Mit meinen acht bis zehn Auftritten pro Jahr peppte ich mir mein Taschengeld auf. Ich war damals wohl das glücklichste arbeitende Kind in ganz Deutschland! Noch ahnte ich nicht, dass mein nächster Karrieresprung bereits vor der Tür stand.
Anfang der Siebzigerjahre baute unser Schützenverein eine neue Halle. Da mein Vater ja Vereinsvorsitzender war, kam ein Journalist von der Lokalzeitung zu uns nach Hause. Er hieß Hans Stein und wollte mit meinem Vater ein Interview führen. Während dieses Gesprächs kam die Rede auch auf mich. Herr Stein hatte gehört, dass ich singen könne, und erzählte meinen Eltern, dass seine Frau einen Kinderchor leite. Mein Vater wurde sofort hellhörig und sagte zu ihm: „Hören Sie sich unseren Bernd doch einfach mal an. Vielleicht kann Ihre Frau ja noch Verstärkung im Chor gebrauchen.“ Mein Vater wollte nie einen Star aus mir machen. Er hat mein Singen auch nie zu stark glorifiziert. Vielmehr hoffte er, dass ich im Kinderchor Gleichgesinnte treffen würde, mit denen ich auch mal was anderes außer Musik machen könnte.

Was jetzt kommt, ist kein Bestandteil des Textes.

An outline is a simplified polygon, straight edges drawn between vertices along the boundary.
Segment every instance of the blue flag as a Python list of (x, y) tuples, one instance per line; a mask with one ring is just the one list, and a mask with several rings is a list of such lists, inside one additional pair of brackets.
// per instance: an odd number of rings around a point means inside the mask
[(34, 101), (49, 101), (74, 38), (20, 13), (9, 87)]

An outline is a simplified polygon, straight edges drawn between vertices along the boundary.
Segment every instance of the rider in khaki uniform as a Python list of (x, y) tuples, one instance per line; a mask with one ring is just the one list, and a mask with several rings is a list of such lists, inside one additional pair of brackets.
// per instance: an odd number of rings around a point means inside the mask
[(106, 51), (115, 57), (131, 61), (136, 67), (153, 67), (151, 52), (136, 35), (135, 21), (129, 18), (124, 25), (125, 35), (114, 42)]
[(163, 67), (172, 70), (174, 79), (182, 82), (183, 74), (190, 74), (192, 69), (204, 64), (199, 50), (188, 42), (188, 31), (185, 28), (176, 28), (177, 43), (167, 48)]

Ich wurde also ins Wohnzimmer zu den Erwachsenen gerufen und sollte ihnen etwas vorsingen. Herr Stein saß im Sessel und lauschte. Ich kann mich noch gut erinnern, wie sein Gesichtsausdruck immer ernster wurde. Als ich fertig war, starrte er mich einfach nur an. Irgendwann fragte meine Mutter in die Stille hinein: „Und, hat Ihnen unser Bernd gefallen?“ Herr Stein schüttelte den Kopf: „Der Junge kann unmöglich in den Kinderchor. Das passt nicht.“ Ich sah meinen Eltern an, wie enttäuscht sie waren. Da erklärte Herr Stein: „Ihr Sohn muss alleine singen. Seine Stimme ist zu gut für einen Chor. Auch seine Ausstrahlung und seine Bewegungen sind viel zu professionell. Man kann ihn nicht in eine Gruppe integrieren. Da würde er stets herausstechen.“ Herr Stein war so begeistert von mir, dass er mir versprach, einen professionellen Bühnenauftritt zu vermitteln. Ich war damals acht Jahre alt.

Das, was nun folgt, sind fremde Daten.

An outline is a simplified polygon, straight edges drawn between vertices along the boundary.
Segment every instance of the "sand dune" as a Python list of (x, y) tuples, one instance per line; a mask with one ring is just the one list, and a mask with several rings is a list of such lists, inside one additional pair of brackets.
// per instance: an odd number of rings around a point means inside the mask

In Koblenz gab es zu dem Zeitpunkt ein großes Tanzhaus mit integrierter Gaststätte, den „Mosel-Tanzpalast Hommen“. Heute würde man so etwas „Event-Gastronomie“ nennen. In diesem „Tanzpalast“ gab es einen großen Tanzsaal für 1 000 Personen, eine Speisegaststätte, eine Kellerbar, eine Kegelbahn und eine einfache Kneipe.
Herr Hommen buchte mich auf Empfehlung von Herrn Stein für eine Weihnachtsfeier an einem Dezembernachmittag. Ich fuhr mit meinem Vater und einer „UHER“-Bandmaschine (UHER war eine professionelle Firma für Tonequipment) nach Koblenz, wir machten einen Soundcheck, und ich stand zwei Stunden später, Weihnachtslieder singend, auf der Bühne. Und die Bandmaschine lieferte die Musik dazu.

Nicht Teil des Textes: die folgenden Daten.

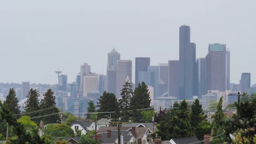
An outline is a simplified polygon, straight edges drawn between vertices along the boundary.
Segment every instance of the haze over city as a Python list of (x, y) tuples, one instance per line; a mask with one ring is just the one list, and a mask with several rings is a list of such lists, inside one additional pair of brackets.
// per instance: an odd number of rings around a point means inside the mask
[(0, 2), (0, 82), (55, 84), (59, 68), (71, 83), (84, 63), (106, 75), (114, 47), (132, 60), (134, 75), (136, 57), (150, 57), (152, 65), (178, 59), (179, 27), (185, 24), (197, 58), (209, 44), (225, 44), (230, 82), (248, 72), (256, 83), (255, 1), (60, 2)]

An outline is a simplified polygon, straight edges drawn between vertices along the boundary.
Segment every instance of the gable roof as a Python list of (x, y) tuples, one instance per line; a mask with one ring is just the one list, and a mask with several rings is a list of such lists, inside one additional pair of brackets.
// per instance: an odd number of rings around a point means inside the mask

Kaum war ich fertig, kam auch schon Herr Hommen auf meinen Vater zu und sagte: „Herr Weidung, Ihr Sohn hat aber eine tolle Stimme. Auch sein Auftreten ist für das Alter erstaunlich. Hätte er vielleicht Lust, bei unserer diesjährigen Silvestergala aufzutreten?“ Mein Vater fühlte sich geschmeichelt und fragte mich, wie ich das sehe. Mir war nicht bewusst, was Silvestergala bedeutete. Aber auf einer Bühne zu singen, war für mich immer ein Muss. „Mmmmhhh“, sagte ich und nickte mit dem Kopf. „Welche Lieder soll ich denn singen?“, fragte ich.
„Oh“, sagte Herr Hommen, „ich habe eine elfköpfige Band. Du suchst dir ein paar Titel aus, und ich lasse die Arrangements schreiben. Einen Tag vorher findet die Probe statt, und an Silvester singst du dann gegen 21 Uhr, damit du wieder früh ins Bett kannst.“
Elfköpfige Band, Silvester und großes Publikum fand ich klasse. Aber früh ins Bett, was war das denn? Dies war ein Meilenstein in meiner Karriere, und ich sollte dann ins Bett? Na ja, es gab Wichtigeres zu entscheiden, welche Songs und welche Tonlage etwa.
Mein Repertoire bestand an diesem Abend dann aus:
Wenn wir alle Sonntagskinder wär’n (Heintje)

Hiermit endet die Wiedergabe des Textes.